Tidyverse and data.table alternatives

This script might run a little faster if some base-R functions are replaced with more modern equivalents.

For example, use of dplyr::bind_rows() or data.table::rbindlist() in place of do.call('rbind', ...) might make the script run a few percent faster. However, in our tests, we found these changes to the get_results chunk increased the run time by 2% and 4%, respectively. (nBoot <- 400).

Further tests using rsample, purrr, and broom packages can be found in chicago_pollution_modeling.R.

Parallel processing with parallel

Further gains may come from running repetitive tasks in parallel. Using the parallel package and the mclapply() function in place of lapply(), we found that the run time was reduced by 34% with two processors (cores). With four cores it ran about twice as fast. (nBoot <- 400).

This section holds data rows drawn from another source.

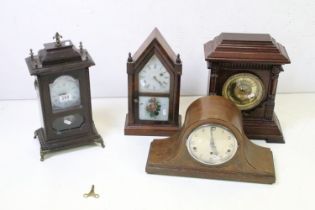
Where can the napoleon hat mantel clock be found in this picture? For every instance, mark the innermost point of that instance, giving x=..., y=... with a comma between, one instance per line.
x=245, y=69
x=154, y=73
x=63, y=87
x=212, y=144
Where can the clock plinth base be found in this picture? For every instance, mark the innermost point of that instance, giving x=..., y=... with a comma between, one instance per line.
x=254, y=165
x=268, y=130
x=49, y=146
x=152, y=130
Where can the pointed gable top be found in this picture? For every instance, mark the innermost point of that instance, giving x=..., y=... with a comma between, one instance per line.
x=155, y=36
x=245, y=47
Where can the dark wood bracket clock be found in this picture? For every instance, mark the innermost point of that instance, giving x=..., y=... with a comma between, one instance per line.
x=63, y=87
x=212, y=144
x=154, y=73
x=245, y=69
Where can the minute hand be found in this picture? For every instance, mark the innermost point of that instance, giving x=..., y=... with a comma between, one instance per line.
x=212, y=144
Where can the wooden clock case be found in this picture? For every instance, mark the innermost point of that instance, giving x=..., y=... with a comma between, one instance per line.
x=259, y=54
x=52, y=62
x=170, y=156
x=155, y=44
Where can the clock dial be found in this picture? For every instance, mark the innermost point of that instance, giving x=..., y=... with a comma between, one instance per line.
x=153, y=108
x=64, y=92
x=68, y=122
x=244, y=89
x=212, y=144
x=154, y=77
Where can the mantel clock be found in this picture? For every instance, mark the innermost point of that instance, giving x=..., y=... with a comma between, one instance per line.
x=245, y=69
x=63, y=87
x=212, y=144
x=154, y=73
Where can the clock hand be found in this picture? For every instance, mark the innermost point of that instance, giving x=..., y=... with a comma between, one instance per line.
x=158, y=81
x=212, y=144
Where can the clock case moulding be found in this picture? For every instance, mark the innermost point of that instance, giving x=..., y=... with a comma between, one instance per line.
x=259, y=54
x=50, y=63
x=170, y=156
x=155, y=44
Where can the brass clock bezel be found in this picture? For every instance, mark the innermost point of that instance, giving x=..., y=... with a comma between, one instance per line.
x=255, y=79
x=205, y=125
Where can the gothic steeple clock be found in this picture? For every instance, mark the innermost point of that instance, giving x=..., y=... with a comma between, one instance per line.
x=63, y=86
x=245, y=69
x=154, y=73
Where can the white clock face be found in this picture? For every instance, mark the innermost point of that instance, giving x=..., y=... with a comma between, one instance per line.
x=64, y=92
x=154, y=78
x=153, y=108
x=212, y=144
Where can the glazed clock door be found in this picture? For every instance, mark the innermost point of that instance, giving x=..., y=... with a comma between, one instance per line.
x=154, y=92
x=67, y=105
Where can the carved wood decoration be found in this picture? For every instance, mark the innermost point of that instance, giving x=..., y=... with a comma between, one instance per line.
x=259, y=55
x=63, y=86
x=224, y=153
x=154, y=73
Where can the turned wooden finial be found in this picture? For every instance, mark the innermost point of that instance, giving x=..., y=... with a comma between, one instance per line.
x=58, y=39
x=129, y=57
x=178, y=60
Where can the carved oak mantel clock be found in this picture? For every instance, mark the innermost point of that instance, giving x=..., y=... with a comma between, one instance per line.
x=154, y=73
x=212, y=144
x=245, y=69
x=63, y=86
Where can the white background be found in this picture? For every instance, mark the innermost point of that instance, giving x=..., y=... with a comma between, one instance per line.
x=118, y=170
x=110, y=29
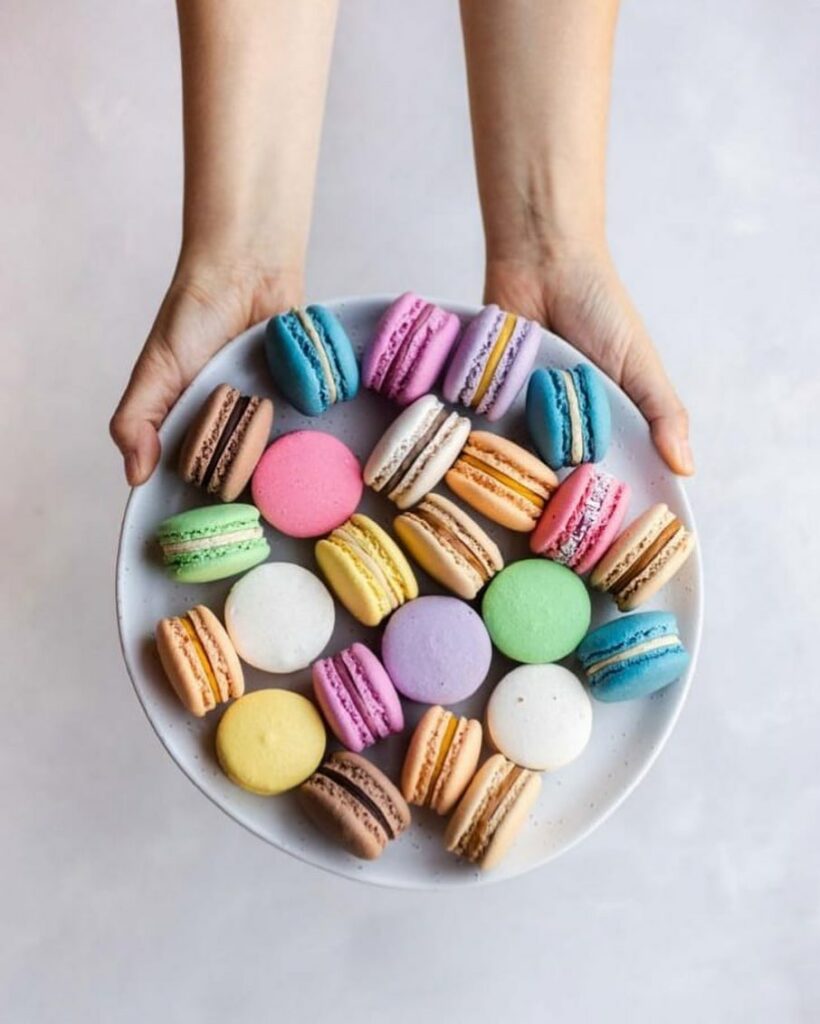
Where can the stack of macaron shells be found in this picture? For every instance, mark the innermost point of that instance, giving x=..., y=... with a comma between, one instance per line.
x=435, y=650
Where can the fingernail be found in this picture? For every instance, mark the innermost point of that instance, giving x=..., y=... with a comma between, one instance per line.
x=132, y=468
x=685, y=455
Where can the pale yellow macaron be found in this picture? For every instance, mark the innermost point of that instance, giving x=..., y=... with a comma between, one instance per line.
x=270, y=740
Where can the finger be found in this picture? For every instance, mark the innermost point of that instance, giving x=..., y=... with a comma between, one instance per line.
x=645, y=380
x=155, y=385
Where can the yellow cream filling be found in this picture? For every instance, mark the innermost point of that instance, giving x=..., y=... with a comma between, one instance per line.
x=639, y=648
x=446, y=740
x=508, y=481
x=188, y=627
x=312, y=333
x=575, y=430
x=494, y=357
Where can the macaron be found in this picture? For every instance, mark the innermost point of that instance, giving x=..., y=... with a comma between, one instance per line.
x=491, y=361
x=441, y=759
x=649, y=552
x=536, y=611
x=502, y=480
x=581, y=519
x=212, y=543
x=540, y=717
x=279, y=616
x=310, y=358
x=307, y=483
x=448, y=545
x=633, y=655
x=354, y=804
x=357, y=697
x=225, y=440
x=412, y=344
x=365, y=569
x=491, y=812
x=568, y=415
x=269, y=740
x=416, y=451
x=199, y=659
x=436, y=650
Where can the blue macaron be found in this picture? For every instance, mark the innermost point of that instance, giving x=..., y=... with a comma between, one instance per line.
x=568, y=416
x=633, y=655
x=311, y=359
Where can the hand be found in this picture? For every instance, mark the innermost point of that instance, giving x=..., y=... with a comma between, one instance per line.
x=205, y=307
x=581, y=298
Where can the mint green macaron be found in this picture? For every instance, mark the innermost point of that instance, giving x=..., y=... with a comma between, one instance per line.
x=212, y=543
x=536, y=610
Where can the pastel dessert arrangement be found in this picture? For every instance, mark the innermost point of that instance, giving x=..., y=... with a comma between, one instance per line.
x=433, y=649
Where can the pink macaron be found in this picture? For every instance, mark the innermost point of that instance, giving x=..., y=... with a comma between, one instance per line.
x=491, y=361
x=357, y=697
x=411, y=347
x=581, y=518
x=307, y=483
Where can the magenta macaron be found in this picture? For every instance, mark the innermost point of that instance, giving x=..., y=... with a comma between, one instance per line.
x=491, y=361
x=357, y=697
x=581, y=518
x=412, y=344
x=307, y=483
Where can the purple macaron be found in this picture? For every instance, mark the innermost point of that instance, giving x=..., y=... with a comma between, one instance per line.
x=411, y=347
x=357, y=697
x=436, y=649
x=491, y=361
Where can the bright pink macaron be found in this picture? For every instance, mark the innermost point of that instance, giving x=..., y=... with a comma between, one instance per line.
x=411, y=347
x=581, y=518
x=357, y=697
x=492, y=361
x=307, y=483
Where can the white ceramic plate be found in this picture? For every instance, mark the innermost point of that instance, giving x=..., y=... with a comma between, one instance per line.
x=626, y=738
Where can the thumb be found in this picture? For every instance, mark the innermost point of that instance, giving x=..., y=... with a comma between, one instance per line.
x=155, y=385
x=645, y=380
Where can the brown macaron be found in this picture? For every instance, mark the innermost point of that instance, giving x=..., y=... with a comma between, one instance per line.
x=355, y=804
x=492, y=811
x=199, y=659
x=225, y=441
x=441, y=759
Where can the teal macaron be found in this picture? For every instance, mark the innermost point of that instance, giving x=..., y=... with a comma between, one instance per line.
x=212, y=543
x=311, y=359
x=536, y=610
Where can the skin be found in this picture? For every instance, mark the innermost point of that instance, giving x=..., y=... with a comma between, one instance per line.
x=254, y=74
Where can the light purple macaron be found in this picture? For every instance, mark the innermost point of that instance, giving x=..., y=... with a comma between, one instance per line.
x=411, y=347
x=436, y=649
x=493, y=336
x=357, y=697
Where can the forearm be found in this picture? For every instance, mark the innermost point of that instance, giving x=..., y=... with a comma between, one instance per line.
x=538, y=74
x=254, y=78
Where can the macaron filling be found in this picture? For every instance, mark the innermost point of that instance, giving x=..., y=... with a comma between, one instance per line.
x=359, y=795
x=312, y=333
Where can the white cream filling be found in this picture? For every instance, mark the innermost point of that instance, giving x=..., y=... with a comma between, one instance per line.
x=575, y=429
x=640, y=648
x=217, y=541
x=313, y=334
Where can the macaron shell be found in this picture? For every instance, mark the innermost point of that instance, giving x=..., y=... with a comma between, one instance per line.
x=269, y=740
x=307, y=483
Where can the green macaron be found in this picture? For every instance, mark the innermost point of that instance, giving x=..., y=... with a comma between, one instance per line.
x=212, y=543
x=536, y=610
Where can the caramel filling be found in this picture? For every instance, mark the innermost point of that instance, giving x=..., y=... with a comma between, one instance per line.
x=494, y=358
x=189, y=628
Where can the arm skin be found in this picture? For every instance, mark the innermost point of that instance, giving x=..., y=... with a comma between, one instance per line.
x=254, y=79
x=538, y=74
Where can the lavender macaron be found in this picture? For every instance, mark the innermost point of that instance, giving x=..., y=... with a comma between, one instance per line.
x=357, y=697
x=491, y=361
x=436, y=650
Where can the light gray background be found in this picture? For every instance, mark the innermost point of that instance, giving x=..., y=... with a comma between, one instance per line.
x=126, y=896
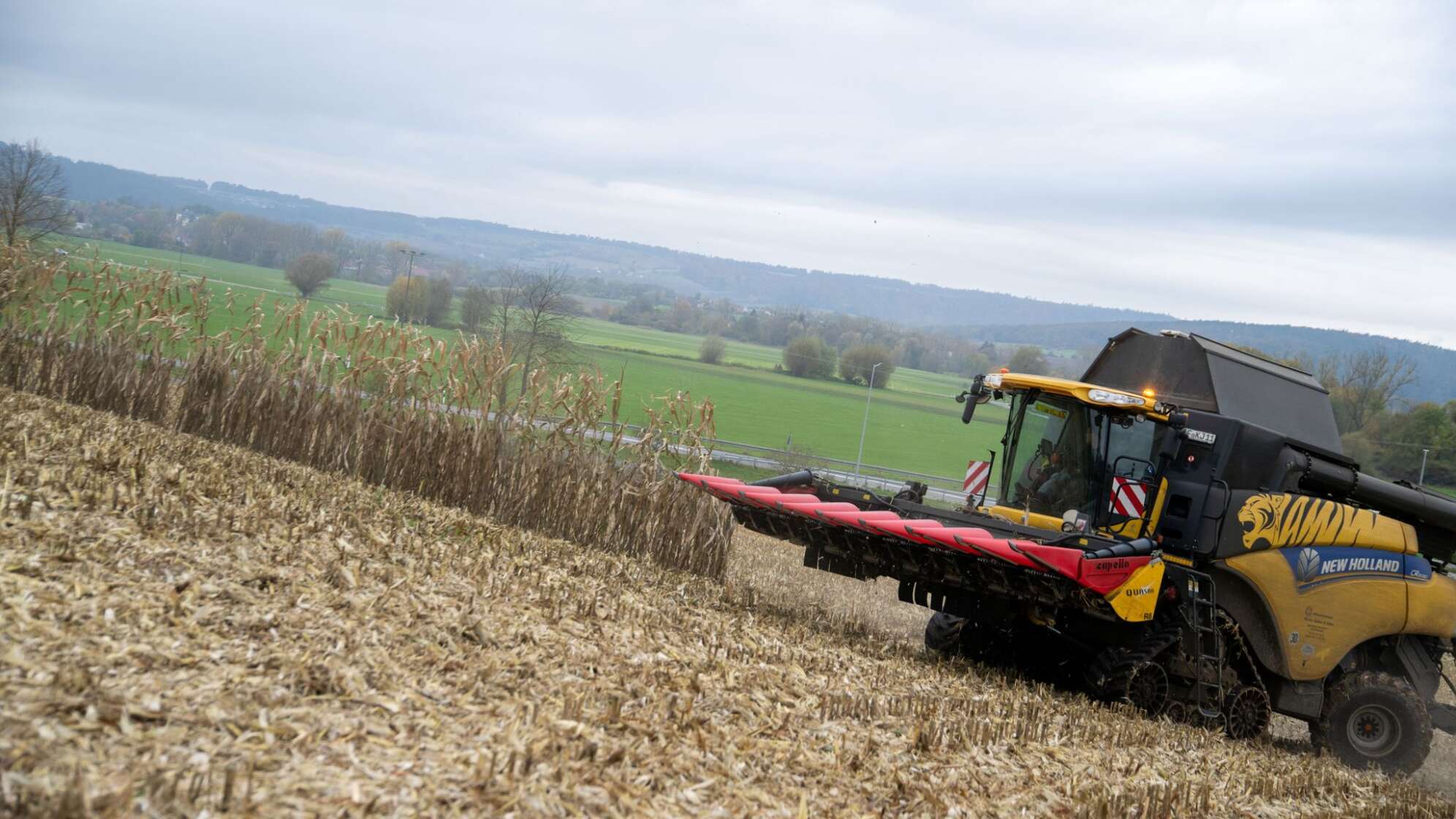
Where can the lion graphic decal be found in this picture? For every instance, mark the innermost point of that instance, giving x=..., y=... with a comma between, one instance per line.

Appendix D: Read code with "source"

As an alternative to defining the function in the Rmd file as we did above, we can also save the function in a separate file and import it using the source function.

source('model_lib.R')

This might be useful if the Rmd was exceedingly long and unwieldy to work with.

However, storing code separately like this may make it harder for others to follow or to verify reproducibility. One school of thought favors modularity for managability and code reuse, while the other prefers a monolithic approach.

Discussion: "source" versus packages

If your functions are generally useful independently of this project, it may be wise to share them as a package insted of using source. What do you think?